Wie weit ist
es möglich eine Agentur unter diesem Gesichtspunkt (Manufacture + Sustainability) zu leiten?
Welche Entscheidungen werden zugunsten der Nachhaltigkeit
innerhalb der täglichen Abläufe getroffen?
Nachhaltigkeit bestimmt unsere
tägliches Denken und Handeln, weil wir nicht vordergründig auf
Gewinnmaximierung fokussieren, sondern stets ökologische und soziale
Aspekte mit berücksichtigen. Natürlich beziehen wir unsere
Auftraggeber und Lieferanten dabei mit ein. Allein kann man das nicht
machen. Es gelingt auch nicht immer den Auftraggeber zu überzeugen,
meist spielen finanzielle Gründe eine Rolle. Verzweifeln ist da aber
nicht angesagt, sondern beim nächsten Mal wieder versuchen.
D.h.
aber auch, dass wir nicht die Erfüllungsgehilfen unserer
Auftraggeber sind, sondern mit ihnen zusammen Ideen gestalten
und nicht nur Objekte designen. Dabei geht es nicht vorrangig um
kreative Werbelösungen, sondern um die für die Aufgabe passende
Kommunikation und das daraus resultierende Kommunikationsmittel mit
der Sicht auf den Adressaten.
Dazu kommt ein energie- und
materialsparender Bürobetrieb, Nutzung von öffentlichen
Verkehrsmitteln und Fahrrad.
Alles in Allem nicht so spektakulär,
sondern in kleinen Schritten, mit ökologischer Verantwortung und
sozialer Wärme.
Woher beziehen
Sie Materialien für die zu gestalteten Produkte? Gibt es
spezielle Qualitätssiegel für Papier? Drucken Sie mit
nachhaltigen Farben?
Lässt sich der Gedanke auch in die
Produktion der Druckereien übertragen?
Bei der Realisierung unserer
Kommunikationsmittel setzen wir auf Papier aus Recyclingmaterial
(Blauer Engel) und nachhaltiger Fortswirtschaft (FSC, PEFC). Bei
Website achten wir auf grünen Strom. CO2-Ausgleich bei Print und Web
haben wir immer im Blick.
Bei nachhaltiger Farbe haben wir noch
einige Defizite. Wir sind aber mit unseren Druckereien im Gespräch!

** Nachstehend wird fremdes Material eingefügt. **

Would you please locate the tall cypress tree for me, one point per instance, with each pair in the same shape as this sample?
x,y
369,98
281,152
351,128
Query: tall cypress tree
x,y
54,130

Hier fehlt es noch etwas an Bereitschaft mitzuziehen.
Viele große
Druckereien haben sich FSC-Zertifizieren lassen und bieten
CO2-Ausgleich an. Weiterhin versuchen wir mit Druckereien zu arbeiten,
die farbsparende Prozesse anbieten (Ink-Optimizer). Bei kleinen
Handwerksbetrieben, die eine weit aus bessere CO2-Bilanz besitzen,
gibt es solche Zertifizierungen nicht. Da ist der Aufwand zu hoch.
Trotzdem werden bei Kleinauflagen Handwerksbetriebe aus der Berliner
Region von uns beauftragt.
Empfinden Sie das Nutzen von nachhaltigen Materialien und die Übertragung in das Gestalten selbst als eine Bereicherung für das Endprodukt?
Auf alle Fälle! Aber eigentlich anders
herum. Durch den sparsamen Einsatz von nachhaltigen
Materialien steht die Gestaltung wieder mehr im Fokus. D.h. weg von
der Materialschlacht (immer stärkeren, immer weißeren Karton oder
Papier, immer mehr leere Flächen, immer mehr Seiten) hin zu guter,
passender Gestaltung unter Ausnutzung aller zur Verfügung stehender
Mittel (dazu gehören auch energie- und materialsparende
Veredlungsmethoden).
Dazu muss man auch sagen, dass die Imitation
eines normalen Entwurfs mit nachhaltigen Mitteln völliger Quatsch
ist.
Haben Sie Empfehlungen für Bücher, Webseiten oder Personen, die sich mit dem Thema beschäftigen?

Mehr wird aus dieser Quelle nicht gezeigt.